Der "Grand Départ" der 100. Tour de France auf Korsika ist nicht nur der Auftakt zum spektakulärsten Radrennen der Welt, sondern auch eine maritime Herausforderung. Der ganze Tross musste mit Fähren 300 Kilometer weit vom Festland auf die Insel Napoleons transportiert werden. Und nach drei Etappen über 511 Kilometer zwischen Porto Vecchio, Bastia, Ajaccio und Calvi entlang der Küste und über das Gebirge geht es wieder zurück nach Nizza. Ein logistischer Millionen-Aufwand.

Mehr als 6000 Personen und eine 5-km-Schlange von gigantischen Lastwagen, Sattelschleppern, Caravans und Personenwagen wurden übers Mittelmeer geschippert. "Die Tour dirigieren lernt man nicht in der Schule", sagte Tour-Chef Christian Prudhomme (52) zu der Herkules-Aufgabe.

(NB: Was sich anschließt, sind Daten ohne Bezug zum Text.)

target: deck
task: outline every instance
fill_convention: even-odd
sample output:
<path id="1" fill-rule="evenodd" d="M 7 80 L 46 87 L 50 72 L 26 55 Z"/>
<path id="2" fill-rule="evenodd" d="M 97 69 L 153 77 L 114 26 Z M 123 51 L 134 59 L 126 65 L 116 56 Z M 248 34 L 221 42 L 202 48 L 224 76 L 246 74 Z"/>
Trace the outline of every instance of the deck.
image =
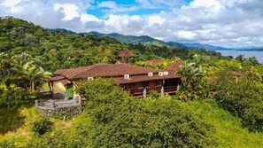
<path id="1" fill-rule="evenodd" d="M 49 100 L 42 103 L 35 100 L 35 106 L 44 116 L 75 116 L 81 113 L 81 99 Z"/>
<path id="2" fill-rule="evenodd" d="M 159 93 L 161 93 L 161 86 L 156 86 L 154 90 L 150 90 L 149 87 L 146 87 L 146 95 L 150 94 L 151 90 L 155 90 Z M 130 96 L 134 97 L 143 97 L 144 88 L 134 88 L 131 89 Z M 169 86 L 164 87 L 164 94 L 176 94 L 177 93 L 177 86 Z"/>

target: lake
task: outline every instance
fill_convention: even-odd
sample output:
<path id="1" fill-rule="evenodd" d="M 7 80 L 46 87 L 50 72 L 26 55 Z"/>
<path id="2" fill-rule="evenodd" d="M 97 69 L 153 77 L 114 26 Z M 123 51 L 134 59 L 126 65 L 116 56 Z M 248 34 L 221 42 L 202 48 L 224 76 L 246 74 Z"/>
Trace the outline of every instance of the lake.
<path id="1" fill-rule="evenodd" d="M 263 51 L 216 51 L 220 52 L 222 56 L 233 56 L 236 58 L 238 55 L 244 55 L 245 58 L 256 57 L 259 63 L 263 63 Z"/>

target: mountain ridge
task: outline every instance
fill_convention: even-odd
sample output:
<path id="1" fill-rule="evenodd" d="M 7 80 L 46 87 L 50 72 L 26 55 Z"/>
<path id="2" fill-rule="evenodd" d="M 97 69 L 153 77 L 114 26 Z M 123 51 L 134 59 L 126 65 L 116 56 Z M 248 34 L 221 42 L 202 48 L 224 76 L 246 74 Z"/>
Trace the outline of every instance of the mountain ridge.
<path id="1" fill-rule="evenodd" d="M 65 28 L 54 28 L 54 29 L 48 29 L 50 31 L 62 31 L 66 34 L 77 34 L 73 31 L 67 30 Z M 91 32 L 85 32 L 83 34 L 92 34 L 96 36 L 102 37 L 102 36 L 109 36 L 118 40 L 123 43 L 132 43 L 132 44 L 146 44 L 146 45 L 157 45 L 157 46 L 169 46 L 174 48 L 184 48 L 188 50 L 193 49 L 205 49 L 209 51 L 228 51 L 228 50 L 236 50 L 236 51 L 262 51 L 263 48 L 225 48 L 220 46 L 213 46 L 210 44 L 199 43 L 179 43 L 179 42 L 164 42 L 161 40 L 158 40 L 152 38 L 148 35 L 126 35 L 119 33 L 110 33 L 110 34 L 103 34 L 96 31 Z"/>

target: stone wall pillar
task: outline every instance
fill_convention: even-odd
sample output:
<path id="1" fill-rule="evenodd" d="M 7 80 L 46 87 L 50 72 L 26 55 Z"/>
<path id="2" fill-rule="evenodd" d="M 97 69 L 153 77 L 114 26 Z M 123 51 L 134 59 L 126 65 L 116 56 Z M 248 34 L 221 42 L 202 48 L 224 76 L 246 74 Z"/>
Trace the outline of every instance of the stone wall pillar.
<path id="1" fill-rule="evenodd" d="M 146 97 L 146 94 L 147 94 L 147 90 L 146 87 L 143 88 L 143 97 Z"/>
<path id="2" fill-rule="evenodd" d="M 37 107 L 38 106 L 38 100 L 35 100 L 35 106 Z"/>

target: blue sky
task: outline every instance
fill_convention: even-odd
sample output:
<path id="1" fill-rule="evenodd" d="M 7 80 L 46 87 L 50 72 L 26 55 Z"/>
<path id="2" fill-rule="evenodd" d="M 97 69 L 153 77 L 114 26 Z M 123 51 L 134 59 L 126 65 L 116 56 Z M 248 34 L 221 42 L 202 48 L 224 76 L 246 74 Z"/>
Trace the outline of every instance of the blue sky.
<path id="1" fill-rule="evenodd" d="M 0 0 L 0 16 L 47 28 L 263 46 L 262 0 Z"/>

Dabei habe ihn der "Gedanke ans hundertste Gelbe Trikot" inspiriert und motiviert. Es wird aber am 21. Juli in Paris kein 100. "Maillot Jaune" geben. Lance Armstrong sind seine sieben Hemden ausgezogen worden, der Name des Lügners und Betrügers wurde in der Siegerliste ersatzlos gestrichen.

Das Herz der 100. Auflage der Tour de France, die am Samstag beginnt, schlägt auf Korsika im Hafen von Porto-Vecchio. Die "mega smeralda", das Flaggschiff der Fährenflotte, 171 Meter lang, mit Platz für 2000 Passagiere und 550 Fahrzeuge, liegt als Zentrum für die Organisation und die Medien auf Deck 7 und 8 vor Anker.

Die Sonne strahlt von einem wolkenlosen, blauen Himmel über dem Startort am südöstlichsten Zipfel Korsikas. Andy Schleck und den beiden Chefs des luxemburgischen Teams RadioShack ist es unter den Topteams vorbehalten, den Reigen der Pressekonferenzen in der Panorama Bar zu eröffnen. Schleck (28), dem Armstrongs Gelbes Trikot von 2010 zugesprochen wurde, der nach einem Sturz im Vorjahr aber auf die Tour de France verzichten musste, gab sich sehr bescheiden: "Ich betrachte mich nicht als Favoriten, sondern als Außenseiter." Sportdirektor Kim Andersen vertraut Schleck, Haimar Zubeldia (36) und Andreas Klöden (38). "Erst wenn es ins Hochgebirge geht, werden wir wissen, wo wir stehen", sagt Andersen. Die Experten erwarten nach der Absage des britischen Vorjahressiegers Bradley Wiggins ein Duell zwischen dem Vorjahreszweiten Chris Froome und dem zweifachen Sieger Alberto Contador - der nach zweijähriger Dopingsperre zurückkehrt.